Coleman has two sons and five grandsons. His daughter passed away in 2013. Vaughn has four children–two sons and two daughters–and two grandsons. His daughter, Mikayla, played college basketball at Notre Dame and now plays professionally in Poland.
 
Coleman and Vaughn at IFA Dinner
             Dennis Coleman (left) and Martin Vaughn (right) at
         February's Ivy Football Association Dinner in New York City.
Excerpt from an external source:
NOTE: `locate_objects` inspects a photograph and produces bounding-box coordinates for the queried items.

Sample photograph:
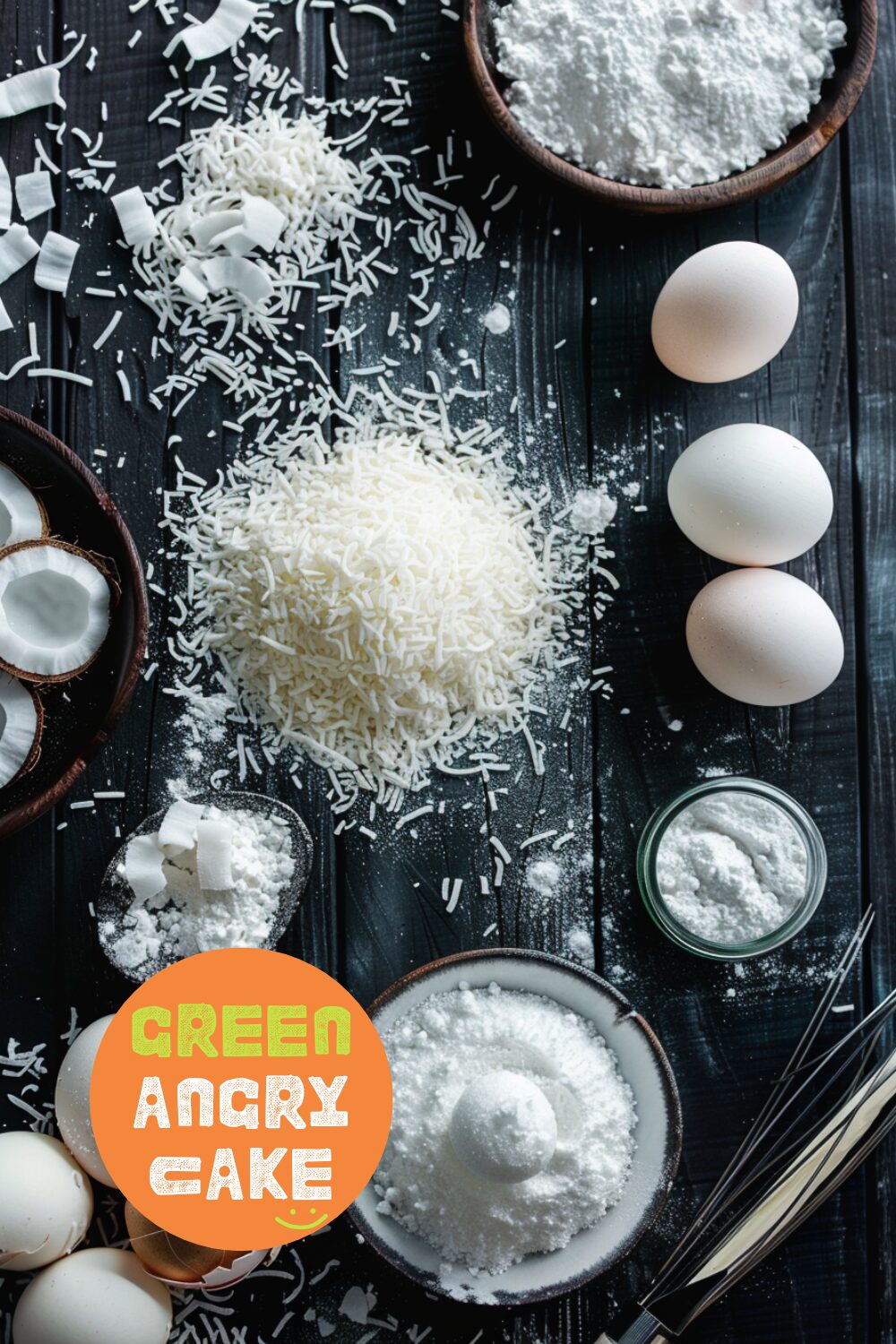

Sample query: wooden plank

Both men continue to mentor the younger generations. Coleman said that as an attorney he feels he has an obligation to "young men of color and big law." Vaughn said that "my gifts are not my own, so whatever I can give to better someone else, I'm grateful to be able to share it."
 
The two men have strong connections with their teammates in the Class of 1975. Don Clune, a wide receiver who was a year ahead of Vaughn at Penn, said when he meets up with Vaughn and fellow Quakers at get-togethers, "Some of the guys remember every play of every game they ever played in. I wish I could remember all that stuff. Back then, we were just football players playing.
 
"The game was a landmark occasion and I'm proud to have him as my quarterback that played," Clune said. "We worked well together. He was a great quarterback and he's a great guy."
 
As he reflects back on the last 50 years, Coleman likes the fact that the memories of that game, and the history and significance of what transpired, have remained alive.
 
"What started to happen was that every year for the past 20-something years at least, every February, Black History Month, there's an article written somewhere about that game," Coleman said. "It is written in books and everywhere. So Martin and I will get these calls. We generally talk sometime during the summer or I run into him somewhere down in Philly because I still go back to see my people.
 
"We will forever be joined at the hip because of that. We know now and we appreciate now that it was a very, very special time. That is something, at least in the Ivy League, that will never be done first again. We're proud of the Ivy League. You can have the SEC and the Big Ten but we still call ourselves pure football.
 
"Back then, when our country was just coming out of unrest, we were working our way out of Vietnam, trying to deal with Watts and the social unrest, civil unrest, fighting for voter rights and stuff, we did something special."